Cracking Branches, Singing Leaves, and the Advent of Spring
A while back, as winter was still slowly whithering in spring’s wild embrace, I contracted Otitis Media for the first time in years. Hearing the muffled melody of cherry branches cracking in my hands and other leaves sliding between my fingers through my diseased left ear brought two thoughts to light.
I first remembered the horrid chlorine stench of that pool, where my fellow swimmer Mirko broke my eardrum during practice nearly sixteen years ago. Although he ran into me by mistake, I never found it in my heart to completely forgive him for the damage he wrought. Nor could I ever forget the sharpness of the pain that followed.

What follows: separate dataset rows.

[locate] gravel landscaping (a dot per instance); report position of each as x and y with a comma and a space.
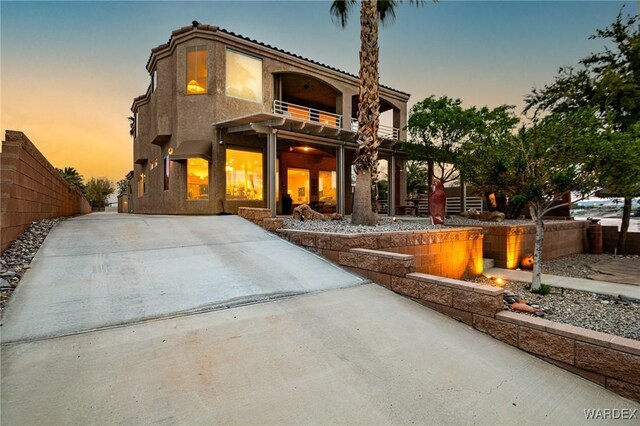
17, 258
344, 226
386, 224
578, 265
608, 314
464, 221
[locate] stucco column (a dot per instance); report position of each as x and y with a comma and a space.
391, 195
346, 111
271, 171
340, 178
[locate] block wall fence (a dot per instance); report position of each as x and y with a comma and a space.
610, 361
506, 245
610, 240
31, 189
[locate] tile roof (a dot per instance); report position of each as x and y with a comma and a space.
212, 28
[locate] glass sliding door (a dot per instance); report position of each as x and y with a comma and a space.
298, 185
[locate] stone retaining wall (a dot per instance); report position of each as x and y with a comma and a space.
508, 244
608, 360
611, 361
262, 217
31, 189
454, 253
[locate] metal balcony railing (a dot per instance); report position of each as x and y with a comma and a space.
385, 132
307, 114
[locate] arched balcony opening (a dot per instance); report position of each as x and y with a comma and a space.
307, 98
389, 117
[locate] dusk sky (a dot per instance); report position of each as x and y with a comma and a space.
70, 70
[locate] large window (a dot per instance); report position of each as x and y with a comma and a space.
197, 179
298, 185
142, 185
327, 187
167, 166
196, 70
243, 76
244, 175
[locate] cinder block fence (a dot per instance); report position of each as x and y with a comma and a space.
31, 189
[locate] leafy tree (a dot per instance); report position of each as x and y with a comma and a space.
371, 12
98, 191
551, 159
486, 162
438, 127
417, 177
123, 186
73, 178
610, 81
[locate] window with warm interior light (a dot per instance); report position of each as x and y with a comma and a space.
196, 70
142, 185
327, 186
197, 179
154, 80
244, 175
298, 185
243, 76
166, 173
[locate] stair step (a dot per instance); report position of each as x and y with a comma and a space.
488, 263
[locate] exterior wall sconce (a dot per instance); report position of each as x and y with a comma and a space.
194, 87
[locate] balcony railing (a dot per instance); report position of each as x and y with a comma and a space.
307, 114
384, 132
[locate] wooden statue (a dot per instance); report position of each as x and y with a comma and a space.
437, 202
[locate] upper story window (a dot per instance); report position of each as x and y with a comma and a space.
243, 76
154, 80
196, 70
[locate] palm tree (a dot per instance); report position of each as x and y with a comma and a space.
371, 12
73, 178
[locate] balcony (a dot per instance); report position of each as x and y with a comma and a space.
384, 132
307, 114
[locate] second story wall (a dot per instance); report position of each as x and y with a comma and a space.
178, 115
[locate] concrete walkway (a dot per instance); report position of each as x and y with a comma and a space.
106, 269
600, 287
349, 354
360, 355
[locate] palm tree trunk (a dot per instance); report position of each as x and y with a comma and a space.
536, 214
368, 115
624, 228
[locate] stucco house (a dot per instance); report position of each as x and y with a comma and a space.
229, 122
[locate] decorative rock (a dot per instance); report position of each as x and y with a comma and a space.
18, 256
522, 307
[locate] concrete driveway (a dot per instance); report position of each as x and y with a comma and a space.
357, 354
106, 269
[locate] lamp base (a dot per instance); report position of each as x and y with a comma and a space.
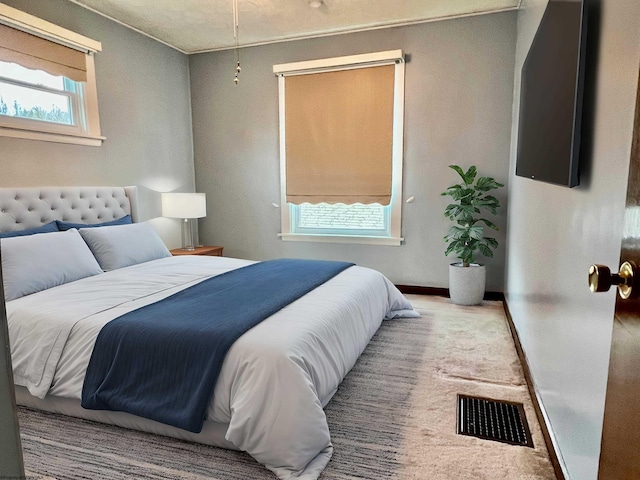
187, 234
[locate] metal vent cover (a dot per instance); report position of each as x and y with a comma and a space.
496, 420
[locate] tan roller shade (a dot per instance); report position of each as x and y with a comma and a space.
339, 136
40, 54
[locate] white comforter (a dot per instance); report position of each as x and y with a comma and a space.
275, 379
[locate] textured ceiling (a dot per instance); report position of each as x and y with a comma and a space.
201, 25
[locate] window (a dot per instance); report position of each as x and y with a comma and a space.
341, 124
47, 81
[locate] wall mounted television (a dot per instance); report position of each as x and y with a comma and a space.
551, 96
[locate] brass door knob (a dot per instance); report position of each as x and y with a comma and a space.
601, 278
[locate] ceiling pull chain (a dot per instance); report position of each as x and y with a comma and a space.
235, 37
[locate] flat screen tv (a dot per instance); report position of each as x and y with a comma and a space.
551, 96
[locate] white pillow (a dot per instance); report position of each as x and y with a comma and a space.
123, 245
36, 262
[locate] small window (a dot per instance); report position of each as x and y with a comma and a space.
357, 219
341, 129
47, 88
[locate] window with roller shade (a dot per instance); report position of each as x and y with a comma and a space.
47, 81
341, 148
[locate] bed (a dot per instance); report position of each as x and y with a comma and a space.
275, 379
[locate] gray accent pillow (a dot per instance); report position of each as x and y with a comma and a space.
123, 245
32, 263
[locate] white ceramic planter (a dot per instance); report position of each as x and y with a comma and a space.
466, 284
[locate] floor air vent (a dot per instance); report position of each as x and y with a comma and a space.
493, 420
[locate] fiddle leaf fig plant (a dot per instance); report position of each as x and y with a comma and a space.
466, 237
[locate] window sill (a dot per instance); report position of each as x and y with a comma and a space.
51, 137
298, 237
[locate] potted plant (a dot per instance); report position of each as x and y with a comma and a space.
466, 238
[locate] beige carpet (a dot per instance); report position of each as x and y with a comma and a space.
394, 416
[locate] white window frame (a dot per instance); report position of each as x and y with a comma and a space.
395, 206
86, 131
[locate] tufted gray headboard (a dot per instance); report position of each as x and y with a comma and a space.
22, 208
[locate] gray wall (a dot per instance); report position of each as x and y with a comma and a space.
555, 233
145, 113
459, 84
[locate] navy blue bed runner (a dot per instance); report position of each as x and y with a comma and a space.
162, 361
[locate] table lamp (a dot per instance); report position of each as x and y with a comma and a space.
187, 206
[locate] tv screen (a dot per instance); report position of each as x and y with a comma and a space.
551, 97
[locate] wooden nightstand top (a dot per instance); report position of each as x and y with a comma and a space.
207, 251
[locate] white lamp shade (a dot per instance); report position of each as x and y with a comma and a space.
184, 205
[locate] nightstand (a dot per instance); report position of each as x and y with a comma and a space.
206, 251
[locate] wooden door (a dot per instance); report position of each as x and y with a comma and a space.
620, 451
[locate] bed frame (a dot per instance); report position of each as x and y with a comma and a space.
22, 208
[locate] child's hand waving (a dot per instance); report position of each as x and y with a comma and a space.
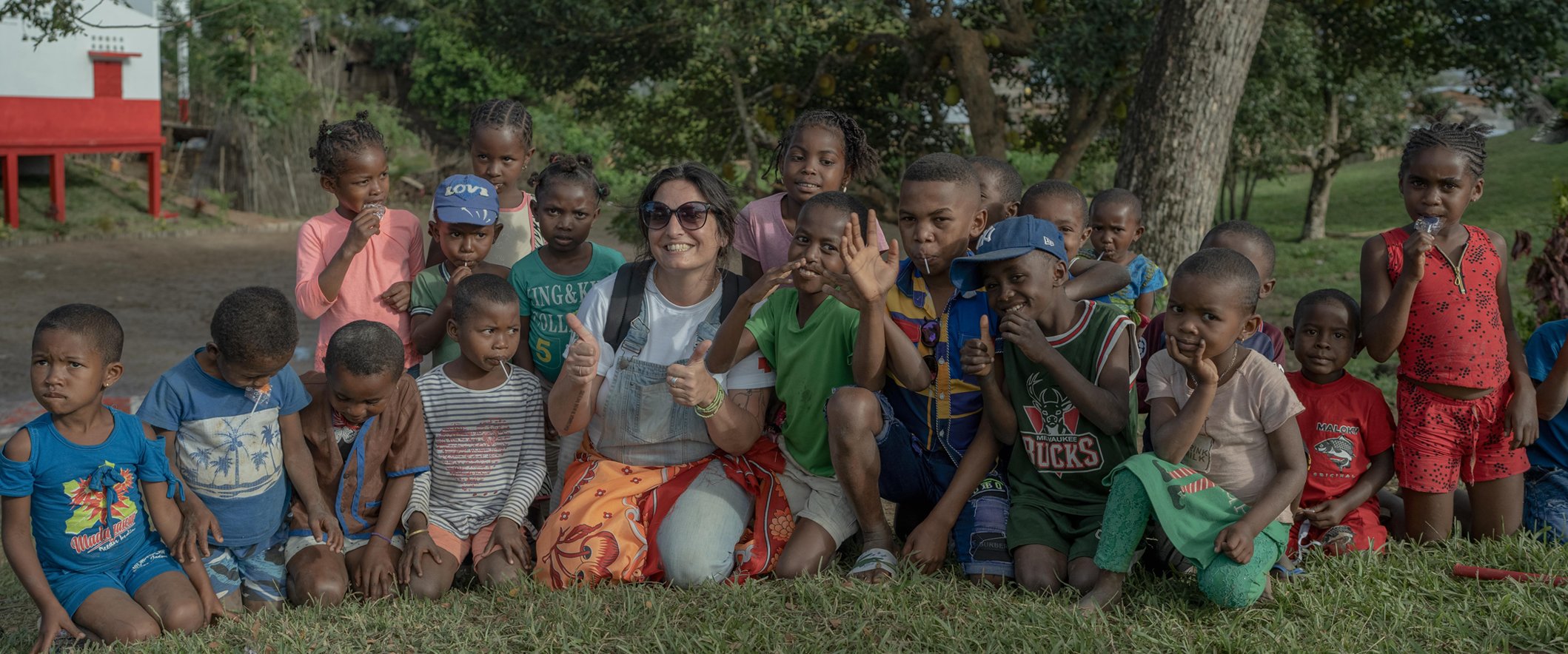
507, 540
768, 283
415, 551
977, 355
1233, 542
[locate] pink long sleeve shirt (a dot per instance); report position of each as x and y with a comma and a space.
395, 254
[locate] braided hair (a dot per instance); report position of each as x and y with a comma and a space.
569, 168
1468, 138
341, 140
503, 115
860, 159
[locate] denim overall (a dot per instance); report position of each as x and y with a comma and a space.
645, 427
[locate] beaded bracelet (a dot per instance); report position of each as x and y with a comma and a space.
712, 408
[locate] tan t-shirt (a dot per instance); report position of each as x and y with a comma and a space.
1233, 444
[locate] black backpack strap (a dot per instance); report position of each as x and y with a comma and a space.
733, 286
626, 302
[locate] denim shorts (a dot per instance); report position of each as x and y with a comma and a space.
1547, 502
918, 477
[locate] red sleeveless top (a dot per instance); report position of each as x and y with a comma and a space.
1454, 334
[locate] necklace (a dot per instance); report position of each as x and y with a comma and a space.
1458, 273
1236, 351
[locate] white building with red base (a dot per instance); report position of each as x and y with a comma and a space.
95, 92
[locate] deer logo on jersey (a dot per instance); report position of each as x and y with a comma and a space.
1053, 436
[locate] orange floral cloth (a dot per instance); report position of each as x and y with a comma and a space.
604, 529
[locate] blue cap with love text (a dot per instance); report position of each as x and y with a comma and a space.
468, 200
1004, 240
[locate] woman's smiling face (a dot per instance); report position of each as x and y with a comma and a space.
680, 249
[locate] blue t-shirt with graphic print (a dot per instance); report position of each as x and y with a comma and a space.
228, 446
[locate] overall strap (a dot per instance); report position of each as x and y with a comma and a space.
626, 302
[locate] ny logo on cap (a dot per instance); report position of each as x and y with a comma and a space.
457, 189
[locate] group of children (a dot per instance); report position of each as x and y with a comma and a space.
993, 382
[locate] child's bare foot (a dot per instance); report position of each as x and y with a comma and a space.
1106, 592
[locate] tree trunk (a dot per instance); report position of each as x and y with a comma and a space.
1178, 135
1316, 225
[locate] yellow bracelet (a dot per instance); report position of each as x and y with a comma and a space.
712, 408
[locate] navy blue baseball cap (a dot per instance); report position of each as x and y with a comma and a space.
468, 200
1004, 240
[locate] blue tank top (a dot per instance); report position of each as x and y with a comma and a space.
87, 499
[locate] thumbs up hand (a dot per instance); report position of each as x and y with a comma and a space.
582, 357
977, 355
690, 383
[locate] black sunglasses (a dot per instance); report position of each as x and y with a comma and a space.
692, 215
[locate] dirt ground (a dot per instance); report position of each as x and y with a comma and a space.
162, 291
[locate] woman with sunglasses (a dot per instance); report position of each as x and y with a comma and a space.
671, 474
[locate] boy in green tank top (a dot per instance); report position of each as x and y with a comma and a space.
1059, 389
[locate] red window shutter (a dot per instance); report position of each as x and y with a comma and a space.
105, 79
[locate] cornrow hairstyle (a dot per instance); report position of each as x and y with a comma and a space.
1248, 232
844, 204
1225, 267
1011, 186
945, 166
255, 323
1056, 189
364, 348
1329, 297
95, 323
712, 189
1468, 138
569, 168
1119, 197
860, 158
503, 115
341, 140
480, 289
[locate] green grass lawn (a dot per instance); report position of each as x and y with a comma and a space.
1520, 182
1401, 601
96, 203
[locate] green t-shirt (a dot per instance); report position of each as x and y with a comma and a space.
546, 297
809, 363
430, 289
1062, 459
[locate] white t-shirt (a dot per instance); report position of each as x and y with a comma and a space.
671, 330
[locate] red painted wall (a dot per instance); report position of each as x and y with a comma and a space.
63, 121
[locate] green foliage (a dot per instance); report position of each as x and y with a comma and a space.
406, 154
455, 68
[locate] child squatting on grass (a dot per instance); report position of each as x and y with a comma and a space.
1227, 459
78, 487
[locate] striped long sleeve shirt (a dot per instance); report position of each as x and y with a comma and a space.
486, 452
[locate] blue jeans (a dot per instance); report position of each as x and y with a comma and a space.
919, 479
697, 540
1547, 502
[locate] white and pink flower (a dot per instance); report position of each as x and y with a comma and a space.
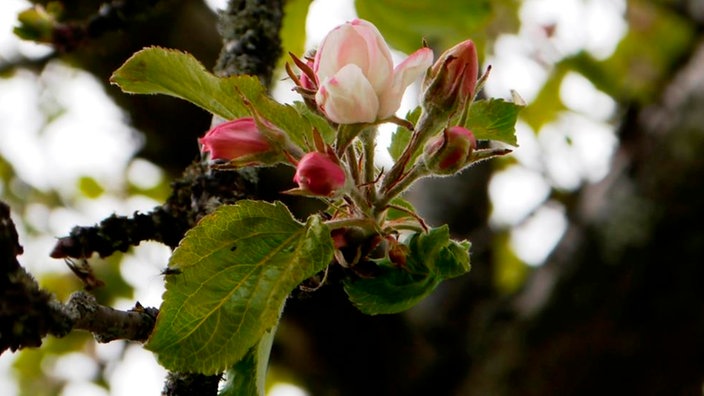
318, 174
357, 81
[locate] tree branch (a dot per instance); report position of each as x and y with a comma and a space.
28, 313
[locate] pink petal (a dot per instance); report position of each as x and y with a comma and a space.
348, 97
404, 74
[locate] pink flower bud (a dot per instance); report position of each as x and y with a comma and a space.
318, 174
235, 139
356, 75
450, 152
451, 81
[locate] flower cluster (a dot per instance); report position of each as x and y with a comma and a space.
351, 81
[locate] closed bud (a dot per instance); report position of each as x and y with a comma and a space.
451, 81
451, 151
319, 174
357, 80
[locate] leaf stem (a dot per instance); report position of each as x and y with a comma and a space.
419, 170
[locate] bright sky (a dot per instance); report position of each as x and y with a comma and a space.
91, 138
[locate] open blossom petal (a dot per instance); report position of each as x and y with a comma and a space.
358, 43
405, 73
347, 97
234, 139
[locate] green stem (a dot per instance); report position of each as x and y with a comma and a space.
369, 145
351, 157
365, 223
419, 170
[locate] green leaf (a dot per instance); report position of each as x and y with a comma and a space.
228, 281
248, 376
494, 119
169, 72
401, 137
162, 71
432, 257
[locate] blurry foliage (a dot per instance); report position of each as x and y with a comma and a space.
657, 40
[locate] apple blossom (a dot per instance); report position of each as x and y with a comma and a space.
451, 151
451, 81
357, 80
318, 174
235, 139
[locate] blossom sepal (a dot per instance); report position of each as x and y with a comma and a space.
319, 175
240, 143
357, 81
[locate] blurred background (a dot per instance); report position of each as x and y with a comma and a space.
588, 251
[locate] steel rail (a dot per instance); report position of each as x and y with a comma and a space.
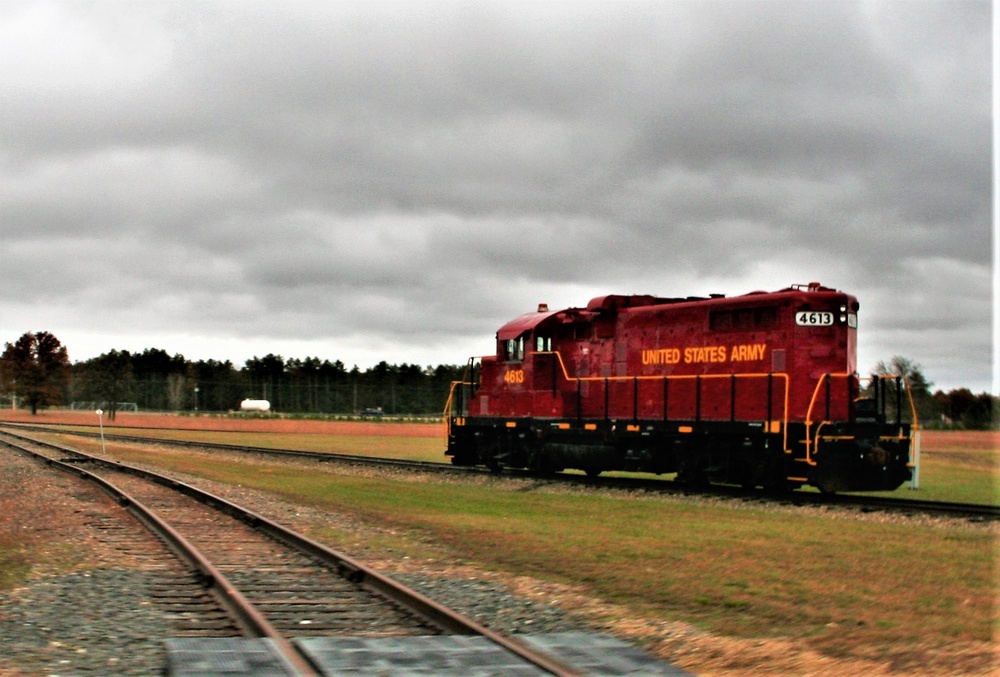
250, 620
435, 613
976, 510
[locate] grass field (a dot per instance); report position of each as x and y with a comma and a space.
905, 593
911, 596
960, 467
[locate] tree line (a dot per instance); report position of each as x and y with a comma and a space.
37, 372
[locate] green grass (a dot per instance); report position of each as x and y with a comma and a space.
948, 472
841, 586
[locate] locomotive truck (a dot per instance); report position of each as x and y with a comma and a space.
760, 389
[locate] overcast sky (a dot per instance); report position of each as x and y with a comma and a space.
393, 181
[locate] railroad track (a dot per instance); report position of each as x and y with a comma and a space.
862, 503
271, 582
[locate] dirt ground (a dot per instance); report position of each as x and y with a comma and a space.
701, 653
270, 424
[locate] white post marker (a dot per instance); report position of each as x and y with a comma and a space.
100, 421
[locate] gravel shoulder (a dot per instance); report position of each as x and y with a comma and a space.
51, 624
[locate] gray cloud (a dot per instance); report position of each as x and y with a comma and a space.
390, 181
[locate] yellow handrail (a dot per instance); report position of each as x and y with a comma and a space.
813, 447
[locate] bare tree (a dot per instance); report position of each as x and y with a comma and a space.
36, 369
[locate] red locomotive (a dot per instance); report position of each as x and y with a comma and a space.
758, 390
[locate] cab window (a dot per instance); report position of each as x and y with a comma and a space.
514, 349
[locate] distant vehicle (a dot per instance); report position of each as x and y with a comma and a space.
255, 405
758, 390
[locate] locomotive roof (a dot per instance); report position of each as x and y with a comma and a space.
615, 302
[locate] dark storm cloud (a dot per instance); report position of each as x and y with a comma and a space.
400, 174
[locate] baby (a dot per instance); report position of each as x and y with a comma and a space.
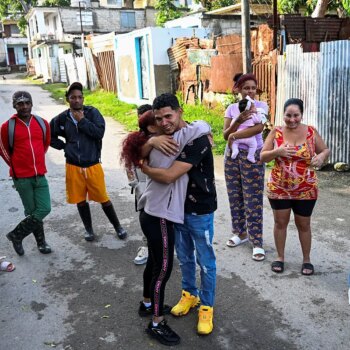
247, 104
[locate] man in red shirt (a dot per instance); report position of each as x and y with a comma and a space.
24, 140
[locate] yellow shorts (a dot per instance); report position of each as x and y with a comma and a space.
85, 183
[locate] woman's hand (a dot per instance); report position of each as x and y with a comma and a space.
286, 151
164, 143
317, 161
244, 116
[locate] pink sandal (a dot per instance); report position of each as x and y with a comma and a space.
6, 266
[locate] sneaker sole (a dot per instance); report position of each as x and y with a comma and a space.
161, 340
140, 262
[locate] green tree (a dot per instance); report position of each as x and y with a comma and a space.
166, 12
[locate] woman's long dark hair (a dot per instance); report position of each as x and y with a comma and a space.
131, 147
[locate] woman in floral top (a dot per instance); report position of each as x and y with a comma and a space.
297, 149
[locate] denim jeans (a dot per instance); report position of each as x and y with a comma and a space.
193, 243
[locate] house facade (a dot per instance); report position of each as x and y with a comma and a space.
14, 49
56, 31
223, 21
142, 63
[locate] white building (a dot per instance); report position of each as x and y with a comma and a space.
14, 49
55, 31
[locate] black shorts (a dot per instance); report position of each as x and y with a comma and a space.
303, 207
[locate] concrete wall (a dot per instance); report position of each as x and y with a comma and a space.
105, 20
158, 73
19, 56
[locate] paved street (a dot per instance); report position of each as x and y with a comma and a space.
84, 296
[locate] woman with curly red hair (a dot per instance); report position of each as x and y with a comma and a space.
131, 157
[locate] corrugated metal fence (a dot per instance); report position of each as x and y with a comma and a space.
322, 81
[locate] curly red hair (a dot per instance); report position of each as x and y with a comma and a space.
131, 147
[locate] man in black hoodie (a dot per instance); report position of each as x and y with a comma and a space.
83, 128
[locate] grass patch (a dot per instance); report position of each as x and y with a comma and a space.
125, 113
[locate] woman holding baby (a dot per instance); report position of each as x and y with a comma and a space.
244, 172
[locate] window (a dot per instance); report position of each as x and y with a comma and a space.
14, 29
127, 20
115, 2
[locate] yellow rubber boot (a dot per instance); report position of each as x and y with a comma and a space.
186, 302
205, 320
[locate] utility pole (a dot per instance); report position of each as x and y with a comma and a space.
246, 51
81, 22
275, 24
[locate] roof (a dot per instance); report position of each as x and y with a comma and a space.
255, 9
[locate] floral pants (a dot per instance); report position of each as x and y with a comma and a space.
245, 187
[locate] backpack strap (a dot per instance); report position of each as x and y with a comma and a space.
11, 133
42, 125
11, 130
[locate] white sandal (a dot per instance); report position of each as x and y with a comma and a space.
258, 251
235, 241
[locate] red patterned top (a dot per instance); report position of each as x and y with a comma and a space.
294, 178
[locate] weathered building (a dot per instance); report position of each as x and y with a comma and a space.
14, 48
55, 31
142, 64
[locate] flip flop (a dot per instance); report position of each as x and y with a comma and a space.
307, 266
6, 266
235, 241
277, 265
258, 251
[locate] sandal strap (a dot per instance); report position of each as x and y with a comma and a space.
258, 250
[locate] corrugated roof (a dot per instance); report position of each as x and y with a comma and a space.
322, 81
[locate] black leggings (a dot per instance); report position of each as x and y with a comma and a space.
160, 238
299, 206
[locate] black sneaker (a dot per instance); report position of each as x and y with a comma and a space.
89, 235
121, 232
145, 311
163, 333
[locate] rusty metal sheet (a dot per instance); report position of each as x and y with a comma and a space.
295, 27
322, 29
206, 43
205, 77
229, 44
322, 80
200, 56
172, 60
264, 69
187, 70
179, 51
189, 43
105, 66
224, 67
309, 29
262, 40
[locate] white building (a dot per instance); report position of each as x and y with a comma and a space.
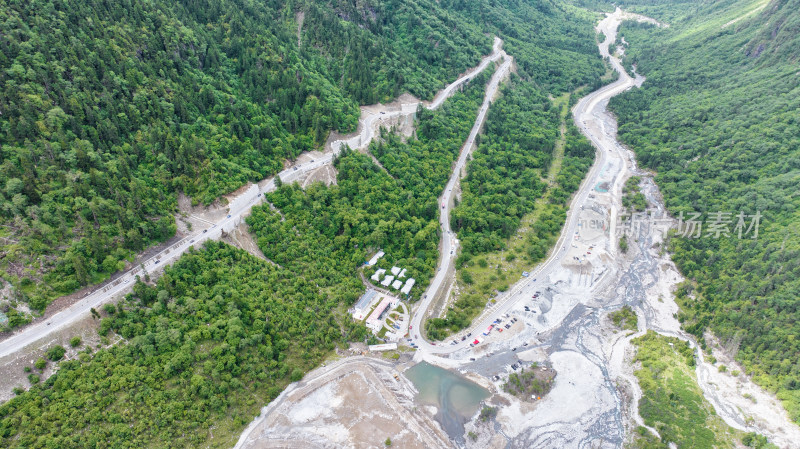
377, 276
375, 258
364, 303
375, 320
387, 280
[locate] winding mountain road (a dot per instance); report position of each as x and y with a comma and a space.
239, 208
589, 116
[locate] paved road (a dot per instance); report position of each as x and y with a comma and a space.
449, 246
587, 115
239, 208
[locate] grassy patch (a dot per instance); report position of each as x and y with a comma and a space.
534, 381
625, 318
672, 401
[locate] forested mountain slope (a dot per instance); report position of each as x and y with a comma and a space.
719, 120
108, 110
221, 332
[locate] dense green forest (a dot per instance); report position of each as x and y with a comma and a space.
369, 208
222, 332
717, 119
218, 336
109, 111
507, 180
673, 403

But strangely, the more I practiced my Kakubana and the worse my Otitis Media became, the less resentment I felt toward Mirko. This forgiving spirit surprised me a great deal, given the similarity of the pains invoked by my otitis and that old incident. By all accounts, I should have been hating the man even more fiercely.
Instead, I realized I had let this accident go in that moment of calm bewilderment at my thoughts. With every new crack in their twisted wood and every fallen petal from their flowers, the cherry branches I was bending seemed to whisper an approvingly kind melody to my near-deaf ear.
I kept delicately torturing them with my flower arrangement scissors in the spring air, lost in my craft. Then, when my kakubana finally stood in its vase, I could hear myself whisper to the petals:
“Mirko, I forgive you.”
Sometimes, even the oldest of wounds heal, after all.